One important thing to note: Consider that your code will be executed on a system with a different locale than yours. That’s frequently the point when things start to fall apart: E.g. when testing on a German server, things seem alright. Although when published on an English production server, “1,002″ suddenly becomes equivalent to “1.000″ and vice versa. Same problem exists with dates and times. Therefore whenever possible specify a specific culture or CultureInfo.InvariantCulture when parsing text values!

Optimized Image Matching with SSE2

August 8th, 2009 Christian Etter No comments

When it comes to matching a large numer of images according to certain visual criteria, the number of iterations that need to be performed are likely to increase exponentially. So developing a fast matching algorithm is essential.

Depending on your choice of algorithm, making use of your processor’s SIMD extensions can be worthwhile.

In this scenario I was benchmarking a modified Euclidean matching algorithm against a set of 85.730 images of various sizes. Due to the exponential number of iterations, there are a total of 3,674,773,585 comparisons to be performed, as every image is matched against all remaining images. No need to explain why a fast matching algorithm is essential.

A standard C implementation would take about 20,000 clock cycles per iteration on my machine.

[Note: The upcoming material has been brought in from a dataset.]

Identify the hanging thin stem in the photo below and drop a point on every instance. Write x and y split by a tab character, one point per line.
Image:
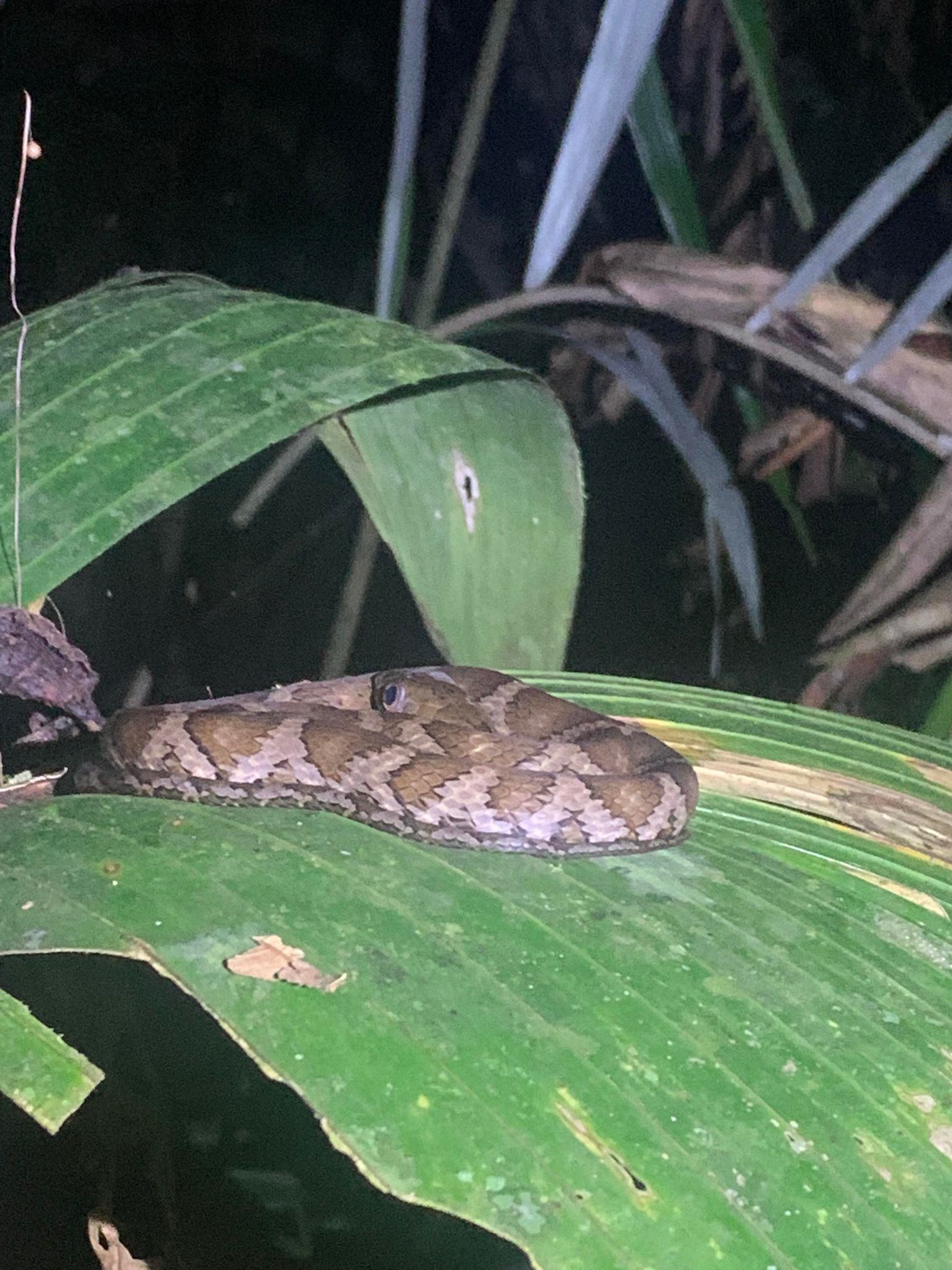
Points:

Using SSE intrinsics, this could be optimized to take less than 800 clock cycles per iteration on a smaller number of images.  Once I tried to process more than a few thousand pictures at once, the same code would suddenly perform several times slower than before, taking around 1,000 cycles per iteration. Where was the catch? After changing allocation APIs to ensure that all data was aligned on 32 byte boundaries there was still no signifficant speed increase. Using SSE prefetching would not work either.  The reason for the slowdown was in fact that the RGB data was scattered in memory, combined with other image specific data. This would result in a very inefficient use of the CPU’s internal caching, making it necessary to pull information from slow main memory more often than necessary.

Solution: Copy all the data used in the inner loop in a contiguous memory location. Then use the same algorithm to run against the contiguous data. Performance increased by 580%. After unrolling the loop for a 4x4x3 matrix, we were down to an average of 58 ticks per iteration, comparing 85K images within just 66 seconds, that is roughly 5.4 GiB/second!

inline static DOUBLE CalcDifferenceSSE2Unrolled4x4x3( DATA* p1, DATA* p2 )
{
    __m128i* pp1 = (__m128i*)p1->rgb_small;
    __m128i* pp2 = (__m128i*)p2->rgb_small;
    const DWORD RGB_BYTES = sizeof( p1->rgb_small ) / sizeof( *p1->rgb_small );
    ATLASSERT( ( RGB_BYTES &; 15 ) == 0 );   // number of elements must be divisible by 16
    ATLASSERT( ( (DWORD)pp1 & 15 ) == 0 ); // pointer must point to address multiple of 16 (cache line)
    ATLASSERT( ( (DWORD)pp2 & 15 ) == 0 ); // pointer must point to address multiple of 16
 
    __m128i b, c, d;
    b = _mm_sad_epu8( pp1[ 0 ], pp2[ 0 ] );
    c = _mm_sad_epu8( pp1[ 1 ], pp2[ 1 ] );
    d = _mm_sad_epu8( pp1[ 2 ], pp2[ 2 ] );
 
    __m128i a = _mm_setzero_si128();
    a = _mm_add_epi64( a, b );
    a = _mm_add_epi64( a, c );
    a = _mm_add_epi64( a, d );
 
    b = _mm_srli_si128 ( a, 8 );
    DWORD dw = _mm_cvtsi128_si32( a ) + _mm_cvtsi128_si32( b );
    return (DOUBLE)dw / ( RGB_BYTES * 0xFF );
}

When searching for duplicate images, alternate approaches should be used to eliminate potential duplicates before entering a one by one comparison like the above. Potential preselection criteria could be aspect ratio, dimensions, or colorspace.